Mikaela Shiffrin’s nightmare Olympics continued in Beijing on Wednesday (late Tuesday in Colorado) as she once again skied out early in her first run for a stunning DNF in her signature slalom event.

Shiffrin

The 2014 slalom gold medalist from the Sochi Olympics followed up Monday’s disastrous giant slalom, in which she skied out on the fifth gate, by going down and out after just the fourth gate on Wednesday. Shiffrin was the 2018 GS Olympic champion in Pyeongchang.

“I’ve never been in this position before,” Shiffrin said, according to the Associated Press, “and I don’t know how to handle it. It feels like a really big letdown.”

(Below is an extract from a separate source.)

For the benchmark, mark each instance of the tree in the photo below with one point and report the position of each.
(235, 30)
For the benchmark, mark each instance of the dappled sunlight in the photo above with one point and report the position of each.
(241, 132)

Shiffrin on Wednesday tweeted her gratitude for the support of her boyfriend, Norwegian super-G bronze medalist Aleksander Aamodt Kilde: “My hope for every human is that they find another human who finds a way to love, understand, and heal them in the way @AleksanderKilde has done and continues to for me.”

Shiffrin still has three more individual races to try to set the American record of three alpine-skiing gold medals, but they are not her strongest events. Still left on the Olympic calendar in Beijing: the combined event, in which she earned the silver medal in 2018, and the speed events of downhill and super-G.

Next up is the women’s super-G on Friday. The downhill is on Tuesday of next week, and the combined is on Thursday.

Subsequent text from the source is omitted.